In May, Feinstein and Tillis sent a letter to the Department of Justice (DOJ) requesting Attorney General Garland help in addressing international parental child abduction and received a response from the DOJ committing to “vigorously securing the extradition and prosecution of individuals who violate our law by absconding with a child to a foreign country or unlawfully retaining a child abroad.” 

The senators sent a follow-up today seeking additional information regarding the scope of extradition and prosecution of cases under the International Parental Kidnapping Crime Act (IPKCA). 

“It has been almost thirty years since Congress first passed the International Parental Kidnapping Crime Act (IPKCA), making it a federal offense to abduct and remove a child to a foreign country,” the senators wrote. “As a matter of Congressional oversight and legislative consideration we would like to learn more about extradition and prosecution in IPCA cases, as well as DOJ efforts to train its employees and to educate the broader justice system about IPCA. Your responses will help us as we develop legislation to improve our nation’s response to IPCA crimes.” 

The senators also sent a letter to the Embassy of Japan embassy in Washington about their commitment to working with the US government to resolve IPCA cases under new leadership. 

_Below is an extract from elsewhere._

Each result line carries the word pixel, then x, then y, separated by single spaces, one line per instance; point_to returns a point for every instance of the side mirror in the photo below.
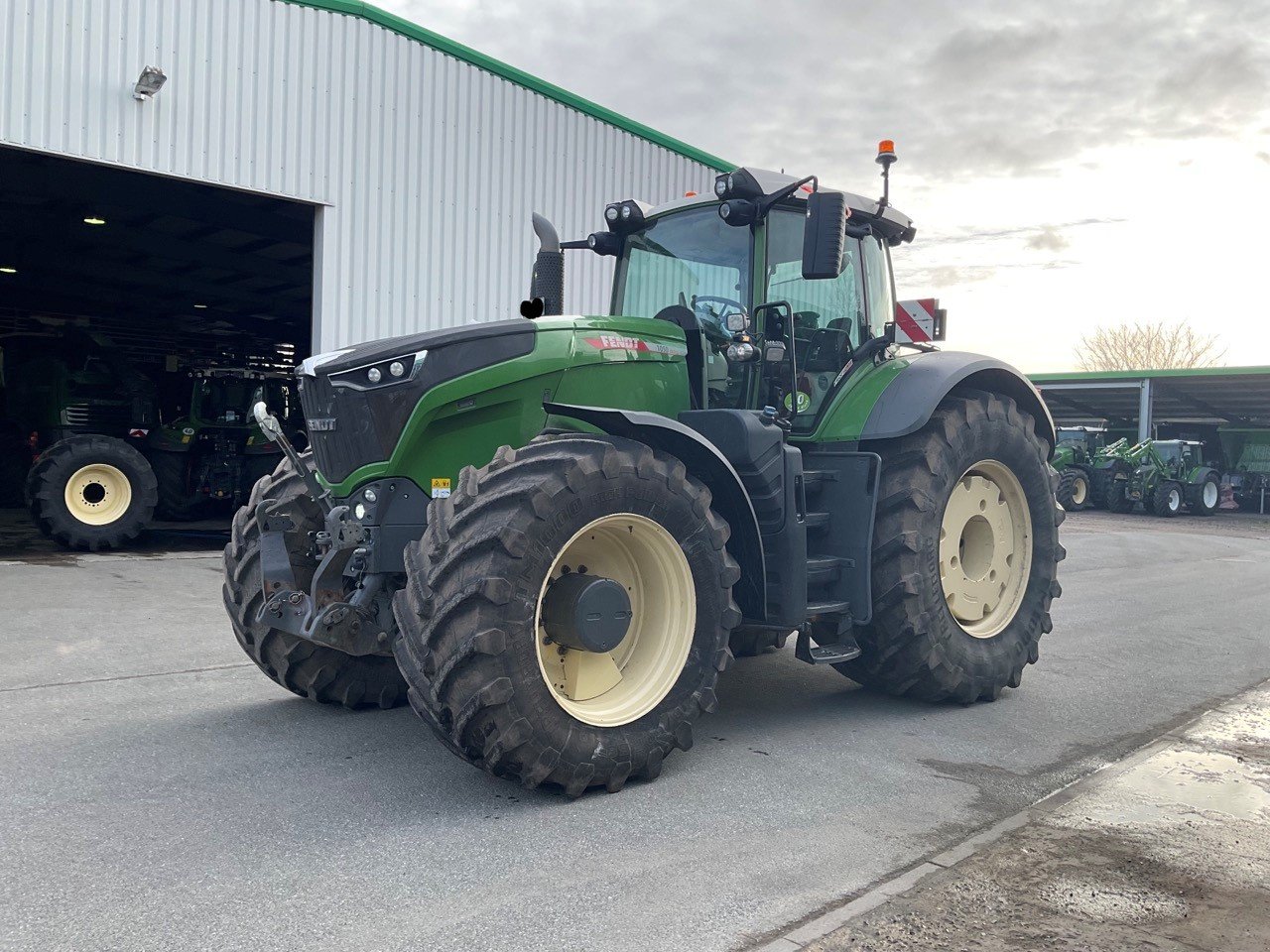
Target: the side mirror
pixel 824 235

“Last year, we wrote to then-Ambassador Shinsuke Sugiyama regarding the important issue of international parental child abduction (IPCA),” wrote the senators. “Ambassador Sugiyama responded with a letter acknowledging that IPCA is an ‘extremely important issue for the Japanese Government,’ and that the Japanese Government ‘will continue working to address this issue until all outstanding cases are resolved.’” 

“With new leadership in Japan, we are hopeful that further progress can be made to reunite left-behind parents and their abducted children,” the senators continued. “We humbly ask that you will continue to encourage the Japanese Government to do everything possible to resolve all remaining international parental abduction cases, both pre- and post-Convention.”